I've looked at a number of recipes for pasta dough, (or as Ken often quotes me saying, "noodle dough"). Generally speaking, the consistant formula is:
3 eggs (room temp is best)
2 cups flour (all-purpose, semolina, or whole wheat)
Just like pie dough, have a little water on hand if the dough seems dry. Unlike with pie dough, the water should be room temperature, or even a little warm. Also, I have substituted a couple of tablespoons of water for one of the eggs a number of times with no difference in quality. Some recipes add salt, or even a little olive oil. I've decided neither is necessary. If I'm making dough for asian dumplings, or for pieroghies, I usually use just high gluten bread flour and enough water to make the dough.
As far as kneading the dough is concerned, I like to really work it by hand. I knead it until it is very smooth, sometimes as long as 15 minutes worth of work.
Something I've learned about fresh pasta dough-- my least successful attempts (dough too soft, for example) have been absolutely delicious. As with any dough, experience teaches what is too wet, too dry, just right. And also, as with many doughs, success does not mean that the learning process is over.
The filling that I have pictured here is a mixture of crimini mushrooms (baby portabellas), spinach (I used frozen, squeezed to a dry consistency), shallots, garlic, carrot, celery. walnuts, ricotta salata cheese (crumbled), and parmesan, with some black and ground hot red pepper.

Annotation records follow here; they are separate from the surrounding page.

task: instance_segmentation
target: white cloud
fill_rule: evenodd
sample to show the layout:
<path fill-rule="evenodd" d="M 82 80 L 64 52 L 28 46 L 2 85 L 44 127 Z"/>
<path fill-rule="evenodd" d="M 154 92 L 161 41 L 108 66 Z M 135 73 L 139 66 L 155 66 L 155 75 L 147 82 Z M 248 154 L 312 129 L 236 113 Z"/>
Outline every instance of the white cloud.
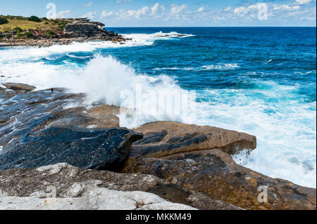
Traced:
<path fill-rule="evenodd" d="M 292 11 L 292 10 L 299 10 L 301 8 L 299 6 L 292 6 L 290 4 L 286 5 L 273 5 L 273 10 L 274 11 Z"/>
<path fill-rule="evenodd" d="M 296 2 L 297 2 L 299 5 L 306 4 L 311 1 L 311 0 L 296 0 Z"/>
<path fill-rule="evenodd" d="M 60 11 L 56 13 L 56 18 L 67 18 L 69 16 L 70 13 L 70 10 L 66 10 L 63 11 Z"/>
<path fill-rule="evenodd" d="M 187 8 L 187 6 L 177 6 L 175 4 L 170 5 L 170 15 L 179 16 L 180 13 L 185 9 Z"/>
<path fill-rule="evenodd" d="M 89 20 L 92 20 L 95 18 L 97 12 L 89 12 L 82 15 L 82 18 L 87 18 Z"/>
<path fill-rule="evenodd" d="M 197 9 L 197 12 L 202 12 L 204 10 L 205 7 L 200 7 L 199 8 Z"/>
<path fill-rule="evenodd" d="M 101 15 L 100 15 L 100 18 L 103 19 L 107 17 L 111 17 L 115 15 L 115 13 L 113 11 L 107 12 L 106 11 L 103 11 Z"/>
<path fill-rule="evenodd" d="M 228 11 L 230 11 L 230 10 L 231 10 L 231 6 L 229 6 L 229 7 L 225 8 L 223 11 L 228 12 Z"/>
<path fill-rule="evenodd" d="M 122 1 L 122 0 L 120 0 Z M 232 22 L 235 24 L 245 22 L 259 22 L 261 20 L 278 22 L 298 22 L 299 21 L 316 20 L 316 7 L 300 5 L 293 1 L 292 4 L 275 4 L 273 2 L 267 4 L 254 4 L 235 8 L 229 6 L 223 9 L 212 10 L 206 6 L 200 7 L 196 10 L 187 10 L 185 4 L 163 6 L 156 3 L 151 6 L 144 6 L 137 9 L 122 8 L 118 11 L 104 11 L 101 19 L 111 18 L 108 21 L 144 21 L 144 25 L 151 24 L 155 21 L 159 22 L 178 22 L 182 24 L 194 25 L 200 21 L 206 24 L 213 22 Z M 307 0 L 299 0 L 307 1 Z M 264 7 L 265 6 L 265 7 Z M 94 16 L 94 13 L 87 13 L 87 17 Z M 301 20 L 301 18 L 302 18 Z M 264 21 L 263 21 L 264 22 Z"/>
<path fill-rule="evenodd" d="M 142 16 L 147 15 L 147 13 L 149 11 L 149 8 L 148 6 L 144 6 L 143 8 L 139 8 L 137 11 L 135 10 L 120 10 L 119 12 L 116 13 L 116 15 L 118 16 L 118 19 L 119 20 L 127 20 L 130 18 L 138 19 Z"/>
<path fill-rule="evenodd" d="M 93 4 L 92 1 L 87 2 L 87 3 L 86 3 L 86 4 L 84 4 L 84 6 L 86 6 L 86 7 L 92 6 L 92 4 Z"/>
<path fill-rule="evenodd" d="M 154 18 L 159 18 L 163 15 L 166 8 L 164 6 L 156 3 L 152 8 L 151 8 L 151 14 L 149 15 Z"/>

Sautee the shallot, garlic, celery, and carrot (in that order), add the walnuts to get them toasty, then the mushrooms. Let cool some, then process until evenly chopped and fine. Transfer to a bowl, and process spinach separately. (It helps to roughly chop it before adding to food processor, then add to bowl with the mushroom- walnut mixture. Add the cheeses and spices, mix, and taste for salt. Easy! Try your own combination! If the mixture seems a bit wet then add some cracker or bread crumbs, some finely ground oatmeal, or finely ground seeds or nuts. Too dry? Add some ricotta cheese, or canned tomato product. I made a nice one recently with a jar of commercial bruschetta topping that I had in the cupboard. I've never made bruschetta in my life, but I bought it because it was a nice looking tomato and artichoke sauce that seemed pretty natural, was on sale, and seemed destined to come in handy. We all have these sorts of products around; this is a perfect way to use them!

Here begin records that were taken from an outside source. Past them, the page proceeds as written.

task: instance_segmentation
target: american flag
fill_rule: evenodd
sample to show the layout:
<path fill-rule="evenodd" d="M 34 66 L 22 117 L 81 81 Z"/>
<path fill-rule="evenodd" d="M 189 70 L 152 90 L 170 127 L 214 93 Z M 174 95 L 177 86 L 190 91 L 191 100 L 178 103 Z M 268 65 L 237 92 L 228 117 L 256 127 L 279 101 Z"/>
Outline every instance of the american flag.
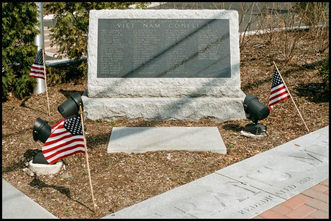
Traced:
<path fill-rule="evenodd" d="M 284 82 L 282 80 L 282 78 L 278 71 L 277 71 L 277 69 L 275 67 L 273 70 L 273 76 L 272 77 L 271 91 L 269 98 L 269 109 L 272 110 L 275 104 L 286 100 L 290 97 L 290 94 L 288 93 Z"/>
<path fill-rule="evenodd" d="M 33 62 L 31 67 L 30 76 L 31 77 L 45 79 L 42 49 L 39 50 L 36 56 L 35 61 Z"/>
<path fill-rule="evenodd" d="M 77 153 L 85 153 L 80 115 L 68 117 L 52 126 L 41 150 L 50 164 Z"/>

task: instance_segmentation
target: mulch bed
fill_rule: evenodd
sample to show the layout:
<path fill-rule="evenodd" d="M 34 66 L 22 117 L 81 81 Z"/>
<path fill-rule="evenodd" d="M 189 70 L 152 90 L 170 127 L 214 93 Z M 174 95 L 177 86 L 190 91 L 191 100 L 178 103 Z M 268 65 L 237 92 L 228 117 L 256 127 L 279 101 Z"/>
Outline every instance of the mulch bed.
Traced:
<path fill-rule="evenodd" d="M 314 68 L 325 60 L 325 53 L 317 53 L 311 47 L 304 45 L 302 51 L 298 52 L 300 59 L 294 57 L 286 64 L 279 49 L 264 42 L 262 36 L 252 37 L 249 49 L 241 53 L 243 92 L 258 97 L 267 106 L 274 61 L 310 131 L 328 125 L 328 93 Z M 197 122 L 87 120 L 89 165 L 97 208 L 94 214 L 83 154 L 65 158 L 66 170 L 52 178 L 32 177 L 23 171 L 25 163 L 42 147 L 41 142 L 33 139 L 36 119 L 56 124 L 62 119 L 58 106 L 75 92 L 82 94 L 86 89 L 86 78 L 48 86 L 50 117 L 45 93 L 21 100 L 11 98 L 2 103 L 3 178 L 61 218 L 103 217 L 308 133 L 291 99 L 275 104 L 269 116 L 259 121 L 267 126 L 268 136 L 258 139 L 239 135 L 250 119 L 219 123 L 208 120 Z M 116 126 L 217 127 L 228 152 L 107 153 L 112 130 Z"/>

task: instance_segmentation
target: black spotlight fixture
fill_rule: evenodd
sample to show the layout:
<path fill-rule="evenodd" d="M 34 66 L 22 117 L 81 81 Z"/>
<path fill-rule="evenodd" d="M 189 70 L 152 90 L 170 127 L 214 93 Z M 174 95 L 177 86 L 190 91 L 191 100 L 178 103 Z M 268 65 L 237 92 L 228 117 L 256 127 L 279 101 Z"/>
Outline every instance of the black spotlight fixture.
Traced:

The dough gets rolled out at some point. If you've just made it, let it rest for a while-- let's say an hour or two. I often make it the night before, to fit the process of making ravioli (as I did in this example this example) into my daily schedule. I often cut the rested dough into small rectangles before rolling them into long tongue-shaped ovals. With a machine, roll each bit out on progressively thinner settings, starting with one, and ending up on 3 or 4 (as you prefer). It's good to do a small batch at a time, letting them rest slightly between settings to let the gluten in the dough relax slightly. If you are rolling by hand, the same rings true, don't go for the desired thickness all at once, as it will start shrinking up on you. Do a few, fill them, then do a few more. Use a pan or a clean countertop sprinkled with flour as your work area. Sprinkle your pasta machine with flour before you start rolling as well.
The ravioli making process I use is a bit crude. I blob little bits along one of the strips of dough, take a small clean brush, moisten the edges and between the blobs slightly, then fold and shape the whole piece into a strip of ravioli to be cut apart. Don't use too much water, and don't forget to press out the air that gets trapped before sealing the dough around the filling. Then take a knife and cut apart, trimming them a bit if you wish. You can cook the odd little bits of pasta too, they're quite nice.
The ravioli cookies were made with the Basic Rolled Cookie dough, and iced with lemon/powdered sugar icing (see Lemon Cookie recipe). The mushrooms were tinted with cocoa in the icing. The filling for this strange cookie was walnuts chopped with semi-sweet chocolate and a touch of cinnamon.
The featured cookie assortment represents mushroom, asparagus, roasted garlic cloves, with a sprinkling of pine nuts (yeah, those are real).
Well, I have a backlog of stories to tell in Strange Cookie form, so I'll be back soon!